無能な演出家と見捨てられた俳優

「役の多くは俳優が、創作するものなのだ。ことに映画はそうである。物語がうまく書けていなければ、演じる者がキャラクターに真実味を与えなければならない。しかし[欲望という名の電車]のような良い台本をつかんだ場合、たいして苦労は無いのだ。よけいな手を加えずに、登場人物をひとり歩きさせればいい。(中略)テネシー・ウィリアムズの芝居に即興は不要だ。俳優にとって最良の言葉が用意してあるからである」【マーロン・ブランド】

このブランドの言葉は役に付いた俳優がしなければならないことを雄弁に語っている。
演出家(舞台・映画共に)には二つのタイプがいる。作品と登場人物に(すなわち役)対して大雑把なイメージしか持つ事が出来ない者と、作品と登場人物に対して明確で細かなイメージを持つ事が出来る者である。

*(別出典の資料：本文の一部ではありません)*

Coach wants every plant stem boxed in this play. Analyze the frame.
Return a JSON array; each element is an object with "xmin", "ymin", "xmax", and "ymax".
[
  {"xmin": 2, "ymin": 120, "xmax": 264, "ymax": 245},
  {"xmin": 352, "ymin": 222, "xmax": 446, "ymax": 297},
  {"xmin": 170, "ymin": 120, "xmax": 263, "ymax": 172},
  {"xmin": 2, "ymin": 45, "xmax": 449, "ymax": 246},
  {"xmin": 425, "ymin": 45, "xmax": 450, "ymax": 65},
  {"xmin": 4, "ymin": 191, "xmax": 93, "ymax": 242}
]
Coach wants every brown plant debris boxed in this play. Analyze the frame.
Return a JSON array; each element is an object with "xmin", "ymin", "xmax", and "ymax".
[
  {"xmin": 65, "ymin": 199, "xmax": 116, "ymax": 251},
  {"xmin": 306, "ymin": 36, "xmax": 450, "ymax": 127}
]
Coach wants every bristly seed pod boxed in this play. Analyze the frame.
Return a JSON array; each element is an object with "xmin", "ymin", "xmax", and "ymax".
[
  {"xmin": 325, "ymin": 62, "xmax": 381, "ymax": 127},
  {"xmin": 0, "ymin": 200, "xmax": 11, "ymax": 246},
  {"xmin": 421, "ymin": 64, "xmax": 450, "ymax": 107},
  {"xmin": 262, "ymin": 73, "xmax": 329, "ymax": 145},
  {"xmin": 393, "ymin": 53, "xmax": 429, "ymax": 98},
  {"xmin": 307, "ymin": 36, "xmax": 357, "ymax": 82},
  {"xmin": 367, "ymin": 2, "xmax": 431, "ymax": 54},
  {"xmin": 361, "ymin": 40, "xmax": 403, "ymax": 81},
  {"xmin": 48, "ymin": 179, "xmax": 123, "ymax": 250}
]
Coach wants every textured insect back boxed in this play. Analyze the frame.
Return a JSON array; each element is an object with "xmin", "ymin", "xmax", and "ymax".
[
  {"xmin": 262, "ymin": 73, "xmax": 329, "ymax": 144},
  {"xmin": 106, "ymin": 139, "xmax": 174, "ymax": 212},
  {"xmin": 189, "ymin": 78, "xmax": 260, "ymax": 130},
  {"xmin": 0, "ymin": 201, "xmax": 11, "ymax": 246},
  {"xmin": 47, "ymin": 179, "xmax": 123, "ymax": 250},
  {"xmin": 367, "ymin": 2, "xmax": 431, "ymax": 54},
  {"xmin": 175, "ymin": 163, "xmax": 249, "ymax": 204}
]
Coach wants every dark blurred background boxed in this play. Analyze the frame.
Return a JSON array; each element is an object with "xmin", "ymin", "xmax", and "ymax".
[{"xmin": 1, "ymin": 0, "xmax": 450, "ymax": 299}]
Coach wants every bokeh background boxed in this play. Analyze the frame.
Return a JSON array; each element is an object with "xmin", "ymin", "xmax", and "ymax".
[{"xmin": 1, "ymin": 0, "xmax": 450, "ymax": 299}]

残念ながら多くの演出家は前者に属する。という事は多くの場合において、俳優達は役を演ずるにあたり 「何をどうすれば役を上手く演じる事が出来るのか?」 「自分のキャラクター(内面・外面共に)と役をどう結びつければリアリティのある演技が出来るのか?」 という最も重要な回答を演出家に対して期待するのはほぼ不可能だと思って良い。

当然の事ながら大雑把なイメージしか抱けない演出家が俳優を見事に動かすノウハウなど持ち得ないからである。
これは無能な演出家によって俳優たちが見捨てられているという事だ。
この現実を認識した上で俳優たちは役に取り組み、演技の向上を図って行かなければならない。これは極めて大変なことだ。度胸があり、ある程度勘が良い者であれば、存在感とインパクトをそれなりに出す事はさほど難しいことでは無い。ただし、「それなりに」である。最初は良いだろうが、幾つか役を重ねると何を演じても同じという事に陥る事になる。

これは現在のショウビジネス(映画・舞台)が抱えている極めて重大な難問である。
過日、某テレビ局で「邦画バブル」などという極めて軽薄な題材を扱ったドキュメンタリーが深夜に流れた。数字の上では近年に無く邦画の成績は良いが、現実には広告屋が企画した安易な大作が数字を延ばしているだけで、Vシネマを含めた製作本数は減っている。
しかも、Vシネの作品ジャンルは少しばかりのヤクザ物を除いてはエロばかりしか無い。あとはかつてのATG作品より更に過酷な製作環境の独立系映画が少し増えただけである。

この状況下では俳優の仕事(アマチュア含まず)は益々減って行き、たまに機会を得たところで演技術を磨くことも苦しい。
日本のショウビジネスが斜陽下し始めて40年になるが、恐らく俳優にとって今から来る時代より厳しい時代は無かったのではないか、と思える。

好きな芝居をやり、それで生活も賄うのであれば、俳優達は根本的に様々なことを考え直す必要があるだろう。
ある程度売れたとしても、人気が下降線になった時にいかがわしいベンチャー企業のパーティや、裏社会の住人のパーティーでの人寄せパンダとしてご祝儀で食べていくというのでは、あまりにも悲しく辛いではないか・・・。